Is there a way to do quantization in native pytorch for GPUs (Cuda)?

I know that TensorRT offers this functionality, but I would prefer working with native pytorch code. I understand from the pytorch docs, https://pytorch.org/docs/stable/quantization.html, that quantization for the GPU is linked to TensorRT. Given that Nvidia GPUs offer quantization for some time now, it's find it difficult to believe that no other solid implementation for quantization other than TensorRT exists. Grateful for any pointer or suggestions.

Comments

You must log in or register to comment.

_Arsenie_Boca_ t1_j2xrj3r wrote on January 4, 2023 at 6:15 PM

#1,280,344

I'm not an expert here, but as far as I understand from the docs, quantization is not yet a mature feature.

Im curious, what is the reason you dont want TensorRT?

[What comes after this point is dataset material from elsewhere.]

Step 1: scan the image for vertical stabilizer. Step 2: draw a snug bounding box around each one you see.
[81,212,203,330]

faschu OP t1_j2xt5i6 wrote on January 4, 2023 at 6:24 PM

#1,280,421

Replying to _Arsenie_Boca_ (#1,280,344)

Thanks for the reply!

I personally find TensorRT hard to debug and I prefer to use it only in production when I'm absolutely sure that the model produces the desired results.

Sylv__ t1_j2yrga7 wrote on January 4, 2023 at 9:52 PM

#1,281,938

Replying to faschu (#1,280,421)

Well, you can always debug / try quantization configs with fake quantization on GPU. And once one is good enough for you, move to TensorRT, although AFAIK the support in TRT is very limited. Of course, this will only allow you to benchmark configs for prediction quality, not speedup.

Maybe there will be a support for quantized kernels in torchinductor? I recall reading around this in a github issue at some point.

Otherwise you could try bitsandbytes, and pass the good param to do all computations in 8-bit.

The authors of SmoothQuant implemented as well torch-int, which is a wrapper around CUTLASS to use int8 GEMM. You can find it on github!

jakderrida t1_j300s6g wrote on January 5, 2023 at 2:56 AM

#1,284,203

Quantization-aware training: PyTorch provides a set of APIs for performing quantization-aware training, which allows you to train a model with quantization in mind and can often result in higher-quality quantized models. You can find more information about quantization-aware training in the PyTorch documentation (https://pytorch.org/docs/stable/quantization.html#quantization-aware-training).

Post-training static quantization: PyTorch also provides APIs for performing post-training static quantization, which involves quantizing a model that has already been trained. You can find more information about post-training static quantization in the PyTorch documentation (https://pytorch.org/docs/stable/quantization.html#post-training-static-quantization).

Dynamic quantization: PyTorch also supports dynamic quantization, which allows you to quantize a model at runtime. This can be useful for applications where the model needs to be deployed on devices with limited memory or computational resources. You can find more information about dynamic quantization in the PyTorch documentation (https://pytorch.org/docs/stable/quantization.html#dynamic-quantization).

faschu OP t1_j30wfpm wrote on January 5, 2023 at 7:48 AM

#1,285,747

Replying to jakderrida (#1,284,203)

Thanks for the reply. But do these three quantization techniques work on the GPU without TensorRT? The supported backends led me to believe they are not: https://pytorch.org/docs/stable/quantization.html#backend-hardware-support

faschu OP t1_j3q0sr7 wrote on January 10, 2023 at 7:21 AM

#1,323,171

Replying to Sylv__ (#1,281,938)

Thanks a lot for the detailed reply! I will try these suggestions.